Videos not auto-playing but can be started OK. The fibre optic graphic not working. Other content apparently accessible.

gNewSense 3.0 / Iceweasel 3.5.16

Text can be captured using

    w3m http://www.theguardian.com/world/interactive/2013/nov/01/snowden-nsa-files-surveillance-revelations-decoded > nsa.txt
for those having problems with readability


Worked fine for me (Firefox 25 on Linux).


Worked perfectly for me. Chrome


Weird, others here report that it played fine. Both Chrome and Nightly failed to play it for me. Perhaps a bandwidth issue for me.


Worked pretty great, Safari 7 on Mavericks.


Worked fine here. Firefox 17 + CentOS 6


This reminds me of newspapers in Harry Potter.


Why are so many people persuaded by arguments of the form, "It doesn't matter what the government knows if you have nothing to hide?"

I'm not questioning why the NSA uses this argument -- clearly, they use it because it works -- people are persuaded by it. What I'm asking is, why does it work?


Just World fallacy: the belief that things happen for a reason, that bad things happen to those who deserve it, and that the world is ultimately fair.

That is, they prefer to believe the government is a superhuman entity that has everyone's best interests at heart, rather than facing the reality that it's made up of fallible, selfish humans who are only interested in covering their own asses.


The only thing I am disappointed is no subtitles/transcripts for the videos. Unless I overlooked it?


I concur. Accessibility takes a backseat yet again.


Not sure if I have seen such an elaborated article about a subject ever. Remarkable.


I really don't want to distract people from the matter at hand: NSA's massive spying dragnet.

With that said, you haven't seen the Snow Fall article by the NYTimes? [1]

[1]: http://www.nytimes.com/projects/2012/snow-fall/#/?part=tunne...


Excellent! I'm excited about mixed media articles getting better and better!

One small tweak I would make is to have the video start playing not when it's in the middle but closer to the top of the page.

Reason is, I find myself distracted by listening to the guys speak before I finish reading the text.


In that case you will enjoy the blog of Adam Curtis:

http://www.bbc.co.uk/blogs/adamcurtis/

He uses archive footage in his exceptionally well written articles to make a hybrid documentary that is not plodding (like how TV is if you actually count the words per minute) and not devoid of moving pictures (every picture tells a thousand whatever).

I wish more news and current affairs was presented in this mixed-medium way.

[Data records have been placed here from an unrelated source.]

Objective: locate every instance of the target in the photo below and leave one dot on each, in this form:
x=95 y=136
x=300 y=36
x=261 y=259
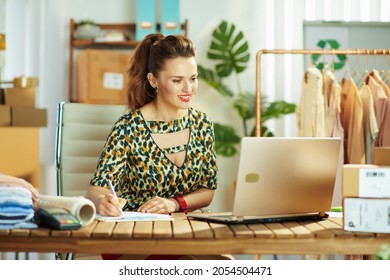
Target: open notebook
x=282 y=179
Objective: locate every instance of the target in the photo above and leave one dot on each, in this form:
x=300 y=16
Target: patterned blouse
x=139 y=169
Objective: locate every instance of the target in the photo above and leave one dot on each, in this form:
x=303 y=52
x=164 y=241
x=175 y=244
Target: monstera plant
x=230 y=50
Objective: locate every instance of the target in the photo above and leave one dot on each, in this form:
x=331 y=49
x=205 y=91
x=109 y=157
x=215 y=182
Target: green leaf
x=226 y=140
x=245 y=105
x=276 y=109
x=229 y=48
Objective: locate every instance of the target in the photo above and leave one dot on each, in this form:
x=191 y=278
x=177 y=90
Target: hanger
x=347 y=73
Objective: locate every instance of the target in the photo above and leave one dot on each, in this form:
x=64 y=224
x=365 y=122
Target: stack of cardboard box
x=17 y=107
x=366 y=194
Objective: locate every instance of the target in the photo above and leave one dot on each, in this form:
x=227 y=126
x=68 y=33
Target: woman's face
x=177 y=82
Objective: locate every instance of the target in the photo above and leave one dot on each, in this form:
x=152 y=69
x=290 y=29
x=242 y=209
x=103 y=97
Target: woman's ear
x=152 y=80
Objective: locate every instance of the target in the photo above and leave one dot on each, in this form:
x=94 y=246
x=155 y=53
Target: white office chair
x=82 y=130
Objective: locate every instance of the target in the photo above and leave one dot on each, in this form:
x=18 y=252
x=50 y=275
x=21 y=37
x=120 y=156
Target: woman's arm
x=197 y=199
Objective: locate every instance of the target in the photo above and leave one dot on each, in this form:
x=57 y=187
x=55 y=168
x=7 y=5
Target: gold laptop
x=282 y=179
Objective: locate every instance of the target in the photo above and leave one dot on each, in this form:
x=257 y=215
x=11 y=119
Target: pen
x=112 y=189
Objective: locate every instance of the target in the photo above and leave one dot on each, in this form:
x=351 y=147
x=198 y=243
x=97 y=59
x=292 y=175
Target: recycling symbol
x=334 y=45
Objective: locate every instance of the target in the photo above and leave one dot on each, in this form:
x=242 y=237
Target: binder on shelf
x=145 y=18
x=170 y=21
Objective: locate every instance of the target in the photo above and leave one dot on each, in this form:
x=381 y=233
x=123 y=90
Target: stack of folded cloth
x=16 y=208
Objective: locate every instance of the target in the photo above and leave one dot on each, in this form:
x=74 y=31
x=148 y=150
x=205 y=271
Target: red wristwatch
x=182 y=203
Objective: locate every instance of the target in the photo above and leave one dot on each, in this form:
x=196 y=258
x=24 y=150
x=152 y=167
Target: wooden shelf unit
x=91 y=44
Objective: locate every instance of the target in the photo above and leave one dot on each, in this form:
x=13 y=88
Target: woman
x=160 y=156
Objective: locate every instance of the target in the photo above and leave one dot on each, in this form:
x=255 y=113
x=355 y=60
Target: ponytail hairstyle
x=149 y=57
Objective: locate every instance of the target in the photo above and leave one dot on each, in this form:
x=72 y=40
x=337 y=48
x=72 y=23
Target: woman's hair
x=149 y=57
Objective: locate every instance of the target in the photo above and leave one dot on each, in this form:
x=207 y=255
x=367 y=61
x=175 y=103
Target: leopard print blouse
x=139 y=169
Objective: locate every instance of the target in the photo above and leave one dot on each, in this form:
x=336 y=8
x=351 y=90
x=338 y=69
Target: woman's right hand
x=105 y=202
x=109 y=205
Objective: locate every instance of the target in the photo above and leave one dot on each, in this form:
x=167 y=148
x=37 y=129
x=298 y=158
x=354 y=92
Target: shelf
x=92 y=43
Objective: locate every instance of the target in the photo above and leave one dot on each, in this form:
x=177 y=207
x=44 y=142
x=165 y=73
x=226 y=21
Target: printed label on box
x=374 y=182
x=367 y=215
x=113 y=81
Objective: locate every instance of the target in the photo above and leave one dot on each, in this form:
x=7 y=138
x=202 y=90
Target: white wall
x=37 y=34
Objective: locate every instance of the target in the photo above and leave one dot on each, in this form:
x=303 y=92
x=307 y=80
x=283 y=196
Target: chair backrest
x=82 y=130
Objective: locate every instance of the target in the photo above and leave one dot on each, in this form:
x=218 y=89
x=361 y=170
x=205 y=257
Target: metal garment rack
x=303 y=52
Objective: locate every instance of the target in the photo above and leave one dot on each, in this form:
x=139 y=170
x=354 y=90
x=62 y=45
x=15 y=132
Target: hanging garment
x=352 y=122
x=331 y=92
x=370 y=126
x=384 y=130
x=310 y=110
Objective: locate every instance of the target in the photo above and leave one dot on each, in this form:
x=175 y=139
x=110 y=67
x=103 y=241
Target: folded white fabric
x=16 y=209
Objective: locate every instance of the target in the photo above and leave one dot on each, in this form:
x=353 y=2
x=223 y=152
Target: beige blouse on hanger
x=310 y=110
x=352 y=122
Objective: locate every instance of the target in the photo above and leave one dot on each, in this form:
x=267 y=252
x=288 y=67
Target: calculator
x=56 y=218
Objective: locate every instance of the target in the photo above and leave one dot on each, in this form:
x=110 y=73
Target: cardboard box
x=368 y=180
x=2 y=101
x=102 y=76
x=170 y=18
x=21 y=97
x=382 y=156
x=366 y=214
x=25 y=116
x=5 y=115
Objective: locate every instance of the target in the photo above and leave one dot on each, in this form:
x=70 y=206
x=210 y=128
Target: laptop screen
x=281 y=175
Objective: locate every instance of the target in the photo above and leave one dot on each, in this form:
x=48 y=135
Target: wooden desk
x=183 y=236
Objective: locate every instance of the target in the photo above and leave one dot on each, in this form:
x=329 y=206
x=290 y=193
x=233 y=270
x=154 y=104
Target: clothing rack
x=304 y=52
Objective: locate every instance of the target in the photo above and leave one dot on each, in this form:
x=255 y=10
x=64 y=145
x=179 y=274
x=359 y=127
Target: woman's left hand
x=158 y=205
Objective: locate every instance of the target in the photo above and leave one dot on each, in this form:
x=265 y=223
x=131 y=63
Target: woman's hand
x=159 y=205
x=6 y=180
x=105 y=202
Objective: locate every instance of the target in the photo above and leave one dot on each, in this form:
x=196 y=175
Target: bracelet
x=182 y=203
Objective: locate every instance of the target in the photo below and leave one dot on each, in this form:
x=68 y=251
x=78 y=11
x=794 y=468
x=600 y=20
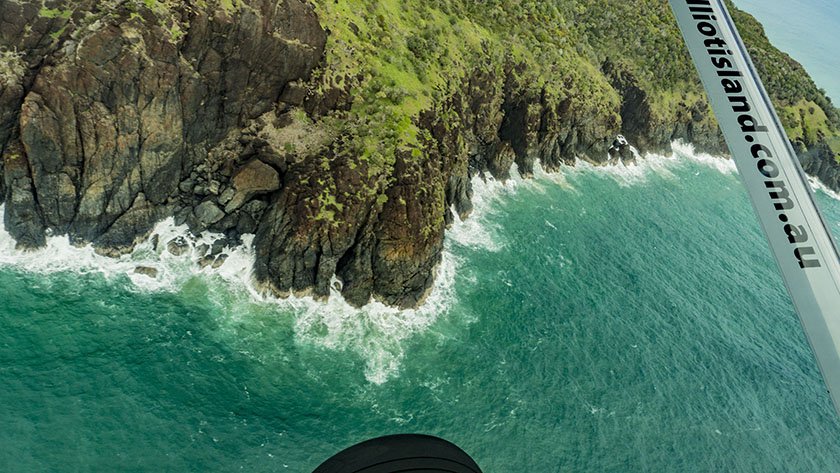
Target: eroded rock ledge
x=115 y=115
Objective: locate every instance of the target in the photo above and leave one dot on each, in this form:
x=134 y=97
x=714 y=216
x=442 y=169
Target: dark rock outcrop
x=121 y=107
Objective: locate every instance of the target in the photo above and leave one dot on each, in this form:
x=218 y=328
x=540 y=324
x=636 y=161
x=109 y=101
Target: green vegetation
x=398 y=58
x=12 y=67
x=55 y=13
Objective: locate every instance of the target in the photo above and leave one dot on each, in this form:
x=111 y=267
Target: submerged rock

The problem I have is that on my smallish (13"? Not too small) monitor, the top and bottom of the video are always very close to the top and bottom of the viewport. On a 24" monitor it would be better, but I found watching the videos to feel very claustrophobic.


> 13"? Not too small

It's 2013, and size matters. Thirteen inches, for an article like this one, is too small.


Can someone explain why, if I change the slider to indicate that I have only one friend, the number of "friends of friends" is 163? Is my only friend really so popular?


Because they say that each person has 190 friends on average based on a Facebook data survey linked just below that vis.


Really liked the TOR visualization.


And the PGP one too, I think it is the clearest explanation I've seen of public key encription.